When the day for picking a puppy arrives, I go through four evaluation steps before making my final decision:
1. Tail position
Is the tail tucked between the pup’s legs? This indicates the pup is timid, submissive and likely harder to train. If the tail is held high above the pup’s back it indicates the pup is dominant and will also present training problems, albeit a different set of difficulties from the low-tail dog.
You want to see the tail held in a position between tucked and above the pup’s back, which means the pup is neither overly submissive nor overly dominant and likely is both biddable and trainable without the issues associated with the aforementioned less desirable positions.
Has the pup been exposed to other dogs and people or just left in the pen alone? Discuss this with the breeder. You want a dog that plays well with others for a variety of reasons.
If the pup comes to me and actively seeks and maintains contact, this is indicative of a pup that should receive high marks in biddability and trainability.
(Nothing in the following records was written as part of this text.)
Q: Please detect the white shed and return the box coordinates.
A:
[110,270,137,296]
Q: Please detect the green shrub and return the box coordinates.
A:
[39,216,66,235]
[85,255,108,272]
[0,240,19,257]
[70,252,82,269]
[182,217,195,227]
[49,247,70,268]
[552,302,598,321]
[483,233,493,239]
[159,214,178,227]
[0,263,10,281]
Does the pup readily retrieve a thrown object such as a tennis ball or duck wing? You want a retriever that already has retrieving in his blood. If a pup has this, then you’re in business. He should want to fetch up anything you throw in front of him.
4. Lip Licking
If a pup licks his lips when praised for obeying a command or making a short retrieve, that’s the nail in the coffin. This shows me the pup understands my commands. If a dog is distracted/constantly looking everywhere but at me, training is much more difficult.
While there are many variables in the selection process, these are the factors I look for when selecting from a litter, with one caveat: they can never be all-inclusive.
However, in every case, if you exercise due diligence in your selection of the sire and dam of the litter and have a puppy selection procedure in mind, your chances of obtaining an excellent and healthy gun dog that will be by your side for many years will be very high.